Metadata-Version: 2.4
Name: omniscribe
Version: 0.0.1
Summary: SoberMind Offline Session Transcriber with Speaker Diarization
Requires-Python: >=3.7
Description-Content-Type: text/markdown

# Omniscribe

An offline-first, private speech-to-text tool utilizing **OpenAI's Whisper** models for local transcription, with optional **PyAnnote.audio** integration for multi-speaker diarization (speaker separation).

---

## 1. System Requirements & Setup

This script runs completely locally on your machine, ensuring absolute confidentiality.

### Step A: Install FFMPEG
The transcription backend requires `ffmpeg` to process audio files:
*   **Windows:** Download ffmpeg via chocolatey (`choco install ffmpeg`) or from the official website, and add its `bin` directory to your system `PATH`.
*   **macOS:** `brew install ffmpeg`
*   **Linux:** `sudo apt install ffmpeg`

### Step B: Install Omniscribe
You can install `omniscribe` directly from PyPI:
```bash
pip install omniscribe
```

---

## 2. Multi-Speaker Diarization (Optional)
To separate speakers (e.g. distinguishing between `Speaker 0` and `Speaker 1`):
1.  Install the diarization dependencies:
    ```bash
    pip install pyannote.audio
    ```
2.  Go to Hugging Face and accept the user agreements for these models (requires creating a free account):
    *   [pyannote/speaker-diarization-3.1](https://huggingface.co/pyannote/speaker-diarization-3.1)
    *   [pyannote/segmentation-3.0](https://huggingface.co/pyannote/segmentation-3.0)
3.  Generate a User Access Token (Read Permission) on your [Hugging Face Settings Page](https://huggingface.co/settings/tokens).

---

## 3. Usage Reference

### Standard Transcription (No Speaker Separation)
Runs fully offline immediately:
```bash
omniscribe path/to/session.mp3
```

### Transcribe with Multi-Speaker Diarization
Splits conversation segments by speaker automatically:
```bash
omniscribe path/to/session.mp3 --hf-token "YOUR_HF_TOKEN"
```

### Options
*   `--model`: Footprint of model to load (`tiny`, `base`, `small`, `medium`, `large`). Defaults to `base`, which balances speed and accuracy on standard laptops.
*   `--output`: Specify base output name.
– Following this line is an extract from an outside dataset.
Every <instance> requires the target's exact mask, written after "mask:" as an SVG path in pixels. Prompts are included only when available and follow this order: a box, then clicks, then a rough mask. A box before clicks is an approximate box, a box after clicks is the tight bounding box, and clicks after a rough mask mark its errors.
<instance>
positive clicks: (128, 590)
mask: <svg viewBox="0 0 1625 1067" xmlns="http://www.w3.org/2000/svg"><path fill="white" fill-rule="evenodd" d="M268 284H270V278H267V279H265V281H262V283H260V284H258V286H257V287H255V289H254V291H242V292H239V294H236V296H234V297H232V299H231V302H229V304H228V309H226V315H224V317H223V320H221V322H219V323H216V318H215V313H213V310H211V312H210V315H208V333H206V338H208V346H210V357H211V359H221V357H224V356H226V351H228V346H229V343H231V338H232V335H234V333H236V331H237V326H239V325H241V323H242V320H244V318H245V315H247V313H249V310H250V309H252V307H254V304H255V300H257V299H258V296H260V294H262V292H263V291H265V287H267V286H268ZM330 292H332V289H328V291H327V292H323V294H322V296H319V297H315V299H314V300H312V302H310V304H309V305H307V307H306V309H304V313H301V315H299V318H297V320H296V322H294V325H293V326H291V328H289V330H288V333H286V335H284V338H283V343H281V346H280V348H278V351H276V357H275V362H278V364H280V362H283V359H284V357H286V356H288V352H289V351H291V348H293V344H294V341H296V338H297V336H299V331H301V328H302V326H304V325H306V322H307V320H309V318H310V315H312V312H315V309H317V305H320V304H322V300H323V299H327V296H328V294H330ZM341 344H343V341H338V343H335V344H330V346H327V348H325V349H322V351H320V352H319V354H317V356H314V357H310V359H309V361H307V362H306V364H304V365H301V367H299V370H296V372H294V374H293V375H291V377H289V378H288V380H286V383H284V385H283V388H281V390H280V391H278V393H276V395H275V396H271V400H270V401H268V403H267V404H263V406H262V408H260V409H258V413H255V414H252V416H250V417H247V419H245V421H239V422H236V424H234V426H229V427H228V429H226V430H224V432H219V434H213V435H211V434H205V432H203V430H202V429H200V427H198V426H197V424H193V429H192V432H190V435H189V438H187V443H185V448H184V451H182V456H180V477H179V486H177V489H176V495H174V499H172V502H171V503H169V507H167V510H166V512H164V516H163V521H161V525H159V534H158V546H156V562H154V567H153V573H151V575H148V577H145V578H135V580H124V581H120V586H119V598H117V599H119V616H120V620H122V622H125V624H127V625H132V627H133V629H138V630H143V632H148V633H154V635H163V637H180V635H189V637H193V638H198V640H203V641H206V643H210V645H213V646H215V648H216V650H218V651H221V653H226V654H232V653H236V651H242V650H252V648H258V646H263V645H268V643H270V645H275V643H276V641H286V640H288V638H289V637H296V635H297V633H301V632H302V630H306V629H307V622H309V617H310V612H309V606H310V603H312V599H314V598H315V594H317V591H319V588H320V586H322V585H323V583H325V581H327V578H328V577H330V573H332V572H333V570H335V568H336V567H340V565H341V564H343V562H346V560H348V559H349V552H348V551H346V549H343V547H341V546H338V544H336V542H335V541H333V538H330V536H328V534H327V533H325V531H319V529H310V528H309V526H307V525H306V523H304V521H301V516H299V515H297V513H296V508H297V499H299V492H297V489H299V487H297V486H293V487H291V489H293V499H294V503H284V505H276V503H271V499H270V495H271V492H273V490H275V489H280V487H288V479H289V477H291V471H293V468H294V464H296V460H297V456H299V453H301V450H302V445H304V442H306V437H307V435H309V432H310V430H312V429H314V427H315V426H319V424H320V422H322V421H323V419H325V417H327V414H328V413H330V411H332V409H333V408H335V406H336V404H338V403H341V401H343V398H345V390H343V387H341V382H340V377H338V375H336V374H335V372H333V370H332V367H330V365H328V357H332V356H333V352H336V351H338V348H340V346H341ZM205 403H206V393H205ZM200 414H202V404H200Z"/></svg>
Outputs are generated in both:
*   `.md`: A structured Markdown dialogue format.
*   `.txt`: A timestamped plaintext dialogue transcript.

---

## 4. Web-Based GUI Dashboard

For a premium, interactive editing experience, you can launch the local GUI server:

```bash
python gui_server.py [port]
```

*   **Default Port:** `8080`
*   **Local Address:** `http://localhost:8080`

### GUI Features:
1.  **Drag-and-Drop Form:** Easily input your audio target file, Hugging Face Token, and select Whisper model sizes dynamically.
2.  **Live Console Log:** Watch the terminal status updates and model downloads inside a scrollable screen.
3.  **Dialogue Workspace:**
    *   Edit transcribed text blocks on the fly.
    *   **Speaker Renamer:** Rename default speaker codes (e.g. `SPEAKER_00` to `Me`, `SPEAKER_01` to `Dr. Jameson`) and instantly replace them across the entire dialogue history.
    *   **Export Controls:** One-click copy formatted Markdown dialogue logs or download local JSON objects.